Eis que o famoso diretor francês Jean Luc Godard lança uma polêmica versão do nascimento de Cristo.Maria era uma jogadora de basquete na França em 1984 e dona de um posto de gasolina, José um taxista ( hoje estaria em crise com o Uber). Maria (Myrien Roussel) anuncia a gravidez e José ( Thierry Rode) começa a brigar feio: havia sido traído. Surge a intercessão do anjo Gabriel pra convencer o pai de Jesus. A Igreja Católica revirou nas alcovas, a TFP quis tacar fogo e Erasmo Dias ( o deputado militar e algoz da democracia) estava ativo ainda. Sarney saca a Lei de Segurança Nacional e o filme foi proibido. Je Vous Salue Marie, de Godard, não podia ser exibido em 27 países e o Brasil agora estava na lista.

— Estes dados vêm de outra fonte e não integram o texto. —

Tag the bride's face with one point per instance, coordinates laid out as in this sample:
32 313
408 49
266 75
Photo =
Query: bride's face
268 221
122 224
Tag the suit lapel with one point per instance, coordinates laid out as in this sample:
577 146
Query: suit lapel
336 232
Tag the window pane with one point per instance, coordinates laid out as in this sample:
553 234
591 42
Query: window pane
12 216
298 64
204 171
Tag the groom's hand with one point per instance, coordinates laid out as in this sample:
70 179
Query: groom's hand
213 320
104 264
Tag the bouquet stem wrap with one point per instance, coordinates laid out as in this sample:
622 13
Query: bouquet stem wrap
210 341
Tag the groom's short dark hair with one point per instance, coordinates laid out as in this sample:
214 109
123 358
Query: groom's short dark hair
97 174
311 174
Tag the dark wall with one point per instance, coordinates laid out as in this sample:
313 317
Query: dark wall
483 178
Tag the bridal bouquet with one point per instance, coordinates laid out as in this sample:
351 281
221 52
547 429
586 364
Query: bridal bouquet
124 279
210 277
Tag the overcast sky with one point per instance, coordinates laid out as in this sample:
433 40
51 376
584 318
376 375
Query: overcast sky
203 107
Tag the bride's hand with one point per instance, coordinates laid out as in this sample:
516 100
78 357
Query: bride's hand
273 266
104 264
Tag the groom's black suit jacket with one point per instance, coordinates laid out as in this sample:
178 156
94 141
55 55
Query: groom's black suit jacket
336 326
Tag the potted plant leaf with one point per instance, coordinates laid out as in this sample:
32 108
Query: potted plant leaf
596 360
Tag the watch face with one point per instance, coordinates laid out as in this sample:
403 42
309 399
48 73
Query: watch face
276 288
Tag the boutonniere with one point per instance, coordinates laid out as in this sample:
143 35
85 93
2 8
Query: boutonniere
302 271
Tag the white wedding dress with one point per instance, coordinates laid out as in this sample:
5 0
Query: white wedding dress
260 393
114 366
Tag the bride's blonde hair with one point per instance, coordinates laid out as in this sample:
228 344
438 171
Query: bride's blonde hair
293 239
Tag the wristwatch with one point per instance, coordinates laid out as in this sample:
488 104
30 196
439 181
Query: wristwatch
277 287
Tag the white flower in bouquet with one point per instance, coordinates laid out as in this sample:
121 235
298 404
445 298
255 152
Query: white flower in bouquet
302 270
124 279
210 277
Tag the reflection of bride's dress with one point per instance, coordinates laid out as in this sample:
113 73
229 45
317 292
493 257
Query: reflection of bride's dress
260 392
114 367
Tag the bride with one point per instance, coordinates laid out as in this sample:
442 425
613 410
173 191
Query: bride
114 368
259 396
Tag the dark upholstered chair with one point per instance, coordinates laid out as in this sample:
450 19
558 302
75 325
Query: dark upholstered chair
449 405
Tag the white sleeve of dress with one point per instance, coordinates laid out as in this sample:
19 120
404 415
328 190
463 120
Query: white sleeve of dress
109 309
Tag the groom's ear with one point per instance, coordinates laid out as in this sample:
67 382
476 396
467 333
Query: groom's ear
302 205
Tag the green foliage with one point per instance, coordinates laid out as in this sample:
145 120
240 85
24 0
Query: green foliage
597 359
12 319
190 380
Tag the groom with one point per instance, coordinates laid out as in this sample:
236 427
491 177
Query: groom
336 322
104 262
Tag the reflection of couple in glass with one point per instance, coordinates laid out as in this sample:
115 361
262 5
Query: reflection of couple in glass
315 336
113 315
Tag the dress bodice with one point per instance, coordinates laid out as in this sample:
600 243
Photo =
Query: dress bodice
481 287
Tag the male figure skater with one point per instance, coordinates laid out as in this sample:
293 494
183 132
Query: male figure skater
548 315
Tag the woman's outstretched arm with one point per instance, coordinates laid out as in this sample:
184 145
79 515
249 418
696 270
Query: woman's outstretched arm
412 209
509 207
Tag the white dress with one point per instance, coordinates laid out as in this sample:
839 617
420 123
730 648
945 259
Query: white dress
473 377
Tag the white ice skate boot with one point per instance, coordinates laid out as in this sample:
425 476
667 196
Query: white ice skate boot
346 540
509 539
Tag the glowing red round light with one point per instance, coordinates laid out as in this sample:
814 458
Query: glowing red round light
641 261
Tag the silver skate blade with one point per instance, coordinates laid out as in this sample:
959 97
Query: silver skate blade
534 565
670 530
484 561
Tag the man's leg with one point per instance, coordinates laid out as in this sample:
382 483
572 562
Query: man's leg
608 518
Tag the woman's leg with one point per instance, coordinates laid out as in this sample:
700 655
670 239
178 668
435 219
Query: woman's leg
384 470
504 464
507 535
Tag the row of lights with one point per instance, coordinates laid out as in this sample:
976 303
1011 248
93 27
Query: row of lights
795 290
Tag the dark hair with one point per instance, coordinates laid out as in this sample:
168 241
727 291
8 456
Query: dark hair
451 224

Jean Luc Godard é um diretor franco-suíco e considerado um dos 10 maiores cineastas da história. Junto com Alan Resnais e François Truffaut criou uma vanguarda cinematográfica com críticas severas ao cinema comercial francês dos anos 60. A Nouvelle Vague acreditava entre outras coisas que toda história deve ter começo, meio e fim. Não necessariamente nesse ordem. Marxista e existencialista, Godard é uma exceção na indústria. Assistir filmes como Acossado, com seu heroi solitário, meio bandido, meio apaixonante, ou a ficção Alphaville são exercícios obrigatórios. Ser intelectual dá trabalho. Godard, James Joyce, Miles Davis, Tarkoviski e mais uma coletânea de artistas Cult tem de ser vistos, lidos, discutidos e citados. Gostar de pagode não funciona bem. Ler Sidney Sheldon é para os incautos. Assistir sessão da Tarde, coisa de crianças. Je Vous Salue Marie era uma ” peça de resistência ” e um dever cívico.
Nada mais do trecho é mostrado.